In contrast, diffusion models allow global correction through iterative refinement — promising advantages for complex reasoning.
---
Turning to Diffusion Models
Researchers explore Masked Diffusion Language Models (MDLM), which:
- Generate sequences in parallel via iterative denoising
- Potentially remove AR's speed bottleneck
But MDLM has issues:
- Lower Training Efficiency — ELBO optimization converges slower than NLL.
- Higher Inference Costs — No KV cache; must process the entire sequence at each step.
---
Hybrid Approaches: Limited Success
Parallel generation within blocks + AR between blocks sounds promising, but:
- Relies on complex attention masks
- Training cost nearly doubles
---
SDAR: Training–Inference Decoupling
Key idea: Solve training and inference issues separately.
Training Phase:
- Use standard AR training for efficiency & performance.
Inference Phase:
- Add a lightweight adaptation stage that enables parallel, block-based generation (diffusion style).
Benefits:
- Maintains AR advantages (KV caching, variable-length generation)
- Gains diffusion’s parallel decoding for speed
- Low conversion cost
---
Experimental Validation
Questions tested:
- How does SDAR compare to AR in accuracy?
- What speed gains are possible?
- How costly is conversion?
Findings:
- Low-cost conversion, equal or better performance
- Larger models = greater parallel speedup
- Better capability = faster decoding
---
Broad AI Implications
Architectures like SDAR show efficiency and quality can co-exist.
For AI-driven content generation, the same principle applies — platforms like AiToEarn官网 integrate AI generation, cross-platform publishing, analytics, and monetization.
---
Model Comparison: SDAR-Chat vs AR-Chat
Researchers adapted Qwen3 series AR models (1.7B → 30B) to SDAR via “CPT + SFT”.

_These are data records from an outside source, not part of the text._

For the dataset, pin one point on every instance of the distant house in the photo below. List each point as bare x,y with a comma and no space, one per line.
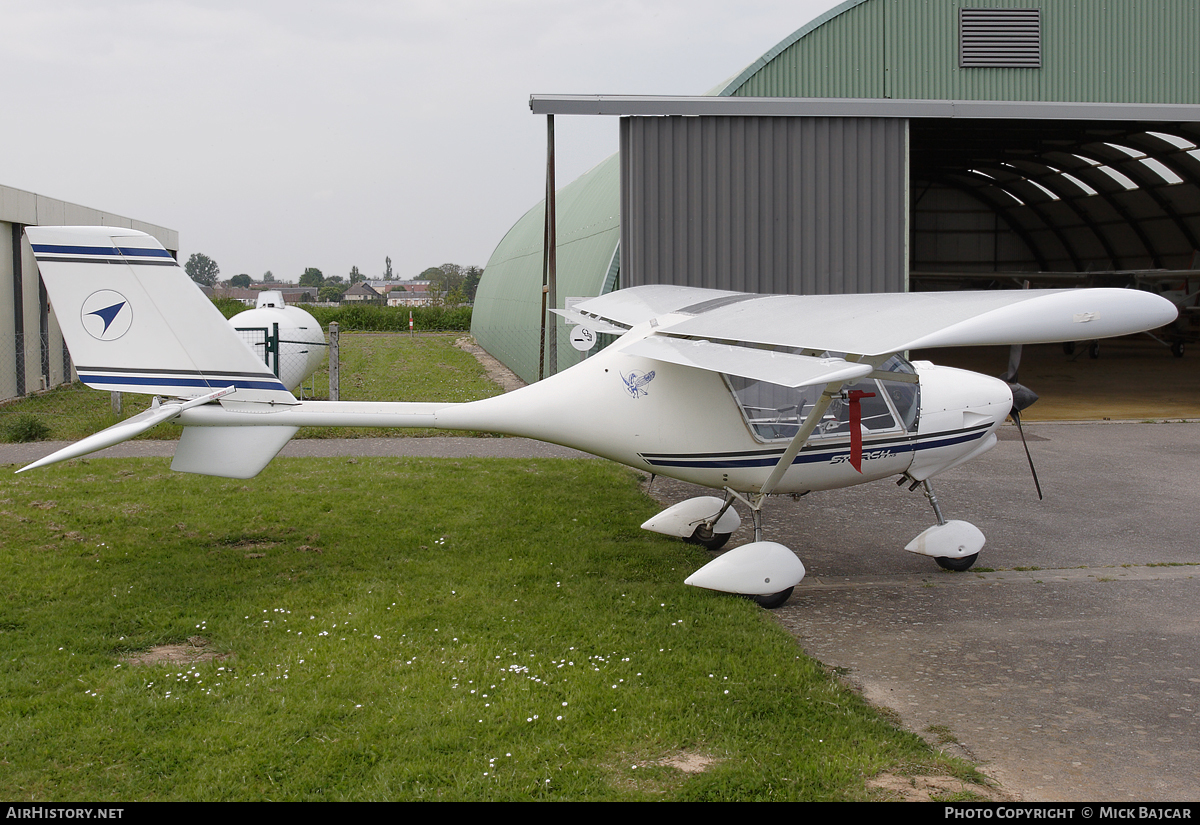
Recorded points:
361,293
415,294
250,296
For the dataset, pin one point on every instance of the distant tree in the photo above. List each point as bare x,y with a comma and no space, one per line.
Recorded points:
330,293
312,277
202,269
471,282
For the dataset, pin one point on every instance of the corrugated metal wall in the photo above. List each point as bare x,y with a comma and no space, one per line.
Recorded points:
801,205
1097,50
508,305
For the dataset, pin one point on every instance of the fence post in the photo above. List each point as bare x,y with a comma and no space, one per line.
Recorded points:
334,378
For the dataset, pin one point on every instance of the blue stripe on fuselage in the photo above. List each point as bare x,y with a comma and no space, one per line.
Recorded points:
817,453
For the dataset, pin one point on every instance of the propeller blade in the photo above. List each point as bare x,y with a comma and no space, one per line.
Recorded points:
1023,396
1014,362
1017,420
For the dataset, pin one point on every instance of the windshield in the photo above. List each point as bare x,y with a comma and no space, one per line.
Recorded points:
774,413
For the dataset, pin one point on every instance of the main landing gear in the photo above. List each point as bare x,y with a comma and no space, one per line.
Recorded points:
765,572
953,545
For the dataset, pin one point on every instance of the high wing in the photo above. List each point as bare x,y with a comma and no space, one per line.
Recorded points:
880,324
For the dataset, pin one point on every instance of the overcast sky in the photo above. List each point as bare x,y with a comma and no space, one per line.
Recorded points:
283,134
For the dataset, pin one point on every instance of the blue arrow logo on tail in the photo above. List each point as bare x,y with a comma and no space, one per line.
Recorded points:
108,314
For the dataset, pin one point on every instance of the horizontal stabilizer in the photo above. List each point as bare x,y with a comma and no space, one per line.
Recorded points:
124,431
136,323
106,438
761,365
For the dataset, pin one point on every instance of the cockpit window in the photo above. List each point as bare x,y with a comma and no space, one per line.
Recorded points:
774,413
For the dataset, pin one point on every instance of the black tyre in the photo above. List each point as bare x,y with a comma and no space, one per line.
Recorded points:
774,600
707,539
957,565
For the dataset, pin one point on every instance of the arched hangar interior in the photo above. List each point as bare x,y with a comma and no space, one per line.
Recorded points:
1044,196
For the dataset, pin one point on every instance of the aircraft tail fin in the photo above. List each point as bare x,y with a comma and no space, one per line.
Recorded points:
133,321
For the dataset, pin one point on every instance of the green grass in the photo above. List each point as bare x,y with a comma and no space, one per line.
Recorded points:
401,630
373,367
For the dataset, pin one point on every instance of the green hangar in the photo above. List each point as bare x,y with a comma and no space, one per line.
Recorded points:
885,142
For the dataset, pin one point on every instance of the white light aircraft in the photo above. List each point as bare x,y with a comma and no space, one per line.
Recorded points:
749,395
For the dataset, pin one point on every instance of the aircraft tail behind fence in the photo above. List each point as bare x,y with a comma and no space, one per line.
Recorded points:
136,323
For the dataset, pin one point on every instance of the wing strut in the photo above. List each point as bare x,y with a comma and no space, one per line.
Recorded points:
802,435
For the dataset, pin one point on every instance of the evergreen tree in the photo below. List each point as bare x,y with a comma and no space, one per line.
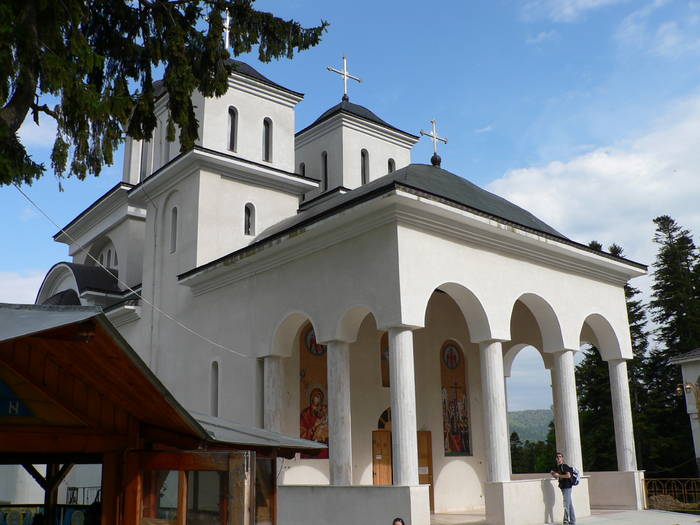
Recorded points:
96,58
676,310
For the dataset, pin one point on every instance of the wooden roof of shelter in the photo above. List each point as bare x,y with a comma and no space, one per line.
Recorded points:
72,389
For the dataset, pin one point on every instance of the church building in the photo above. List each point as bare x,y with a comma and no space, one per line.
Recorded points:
321,284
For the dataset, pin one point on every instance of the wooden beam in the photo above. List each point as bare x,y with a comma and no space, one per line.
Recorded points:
181,498
33,472
28,442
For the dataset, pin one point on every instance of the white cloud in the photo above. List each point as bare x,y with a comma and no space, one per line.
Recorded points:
668,39
612,194
41,136
540,37
564,10
20,287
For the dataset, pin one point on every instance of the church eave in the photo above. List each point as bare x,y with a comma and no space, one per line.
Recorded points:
111,200
514,239
383,125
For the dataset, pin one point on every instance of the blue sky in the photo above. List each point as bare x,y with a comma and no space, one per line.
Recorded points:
585,112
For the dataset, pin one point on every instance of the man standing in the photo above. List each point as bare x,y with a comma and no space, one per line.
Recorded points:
562,472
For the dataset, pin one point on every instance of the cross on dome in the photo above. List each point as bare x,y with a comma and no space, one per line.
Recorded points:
346,75
435,159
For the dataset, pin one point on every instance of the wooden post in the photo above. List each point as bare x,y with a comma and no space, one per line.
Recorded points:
239,501
133,491
181,498
111,481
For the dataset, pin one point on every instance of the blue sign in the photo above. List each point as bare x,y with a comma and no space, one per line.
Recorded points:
10,404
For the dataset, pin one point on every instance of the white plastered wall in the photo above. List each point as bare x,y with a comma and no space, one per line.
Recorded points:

Strict comparison of SDAR-Chat and AR-Chat
Result: At 30B, SDAR matched or exceeded AR in 11/18 benchmarks.
---
Low-Cost Conversion
- Dream requires 580B tokens to train
- SDAR matched AR with only 50B tokens CPT
- Confirms decoupling efficiency
---
Acceleration Results
Theoretical acceleration measured via Tokens Per Forward (TPF):

TPF scaling: larger blocks & larger models → greater speed
Real-world on LMDeploy:
- SDAR-8B-chat: 2.3× faster
- Peak: 6,599 tokens/sec on H200 GPU
---
Frontier Science: SDAR-30B-A3B-Sci
Focused on scientific reasoning, SDAR preserved AR’s chain-of-thought and excelled:
Score improvements:
- GPQA-diamond: +5.5 points
- ChemBench: +12.3 points
Test-time Scaling Potential
Multi-round sampling + majority vote:
- AIME-2025: +19.3%
- LMB-hard: +15.7%

AR vs SDAR Sci model

Test-time scaling
---
Summary & Outlook
SDAR’s Contributions:
- First fair comparison of AR vs MDLM training efficiency
- Introduced training–inference decoupling for AR + diffusion benefits
- Universal adaptation framework for dense & MoE models
- Scaling laws for model size, block size, performance, speed
- Full open-source release (models, engines)
Impact:
SDAR lowers application costs, boosts speed, and retains — even enhances — performance.
---
Integration with AI Content Platforms:
SDAR’s strengths can power platforms like AiToEarn — enabling ultra-fast, high-quality content generation, publishing, and monetization across Douyin, Kwai, WeChat, Bilibili, Xiaohongshu, Facebook, Instagram, LinkedIn, Threads, YouTube, Pinterest, and X (Twitter).
See AiToEarn文档 and AI模型排名 for full ecosystem tools.
---
Would you like me to provide a comparative table summarizing AR, MDLM, Hybrid, and SDAR paradigms? This would make key differences in speed, cost, and performance clearer at a glance.